Светлый фон

— В сторону! — раздался восторженный вопль. Альв подскочил к ящеру и сильным толчком отогнал его прочь. — Только я! Только я!

Под аккомпанемент воплей страдания задвигались тонкие руки, выгоняя из насосов остатки эликсира, втискивая их в переполненные вены рождающегося существа. Придавленная вздыбленными усами улыбка старика застыла безумной гримасой на половине изгиба, глаза открылись так широко, что, казалось, заняли все лицо, а лоб расчертили зигзаги блестящих дорожек пота.

Взгляд Астана будто приклеился к этой влажной паутине, заметался из стороны в сторону, но лишь упал на руки отца, давившие помпу, словно гигантского жука. И голос — нет, не голос, но почти бесплотный шепот, — проник в самое его естество, минуя уши.
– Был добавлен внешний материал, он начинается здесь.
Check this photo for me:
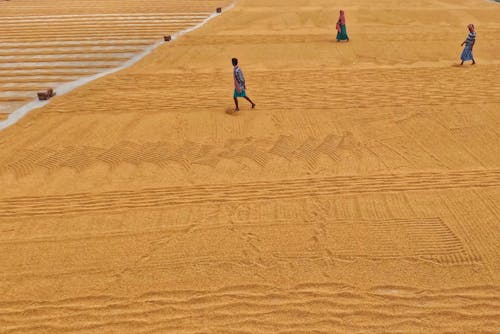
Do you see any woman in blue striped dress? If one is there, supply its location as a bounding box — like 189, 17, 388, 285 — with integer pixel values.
460, 23, 476, 65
— Дай мне ее. Пожалуйста. Искупление.

— Дать что?! — закричал было он, но внезапно все понял — перед глазами мелькнул и мгновенно отпечатался в душе образ. Развеялись все наваждения, и мальчишка, вспомнив, что у него есть ноги, метнулся к дальнему верстаку, протянул наугад руку и — удача. В темноте пальцы уверенно ткнулись в сухую растрескавшуюся кожу.

Хрип и стоны стихали — превращение почти завершилось, но Астан отчаянным усилием бросился назад, протягивая искомое дрожавшему сгустку мрака. Рука — нет, уже не рука, но длинная металлическая клешня вылетела ему навстречу, перехватила бережно вожделенную ношу и вознесла к наполненному мраком стеклянному куполу, в основание которого уже врастала сетка отливавших металлом вен. Последнее, что увидел Астан, были два огненно-желтых глаза, что распахнулись в темноте и исторгли поток золотого света. Лицо почившей в муках Росцетты Гримп накрыло новую голову Хротлина и уродливой кляксой растеклось по ней, но свет не исчез. С новой силой он хлынул в зал, когда отвратительная маска открыла глаза и рот, заходясь в первом крике новорожденного.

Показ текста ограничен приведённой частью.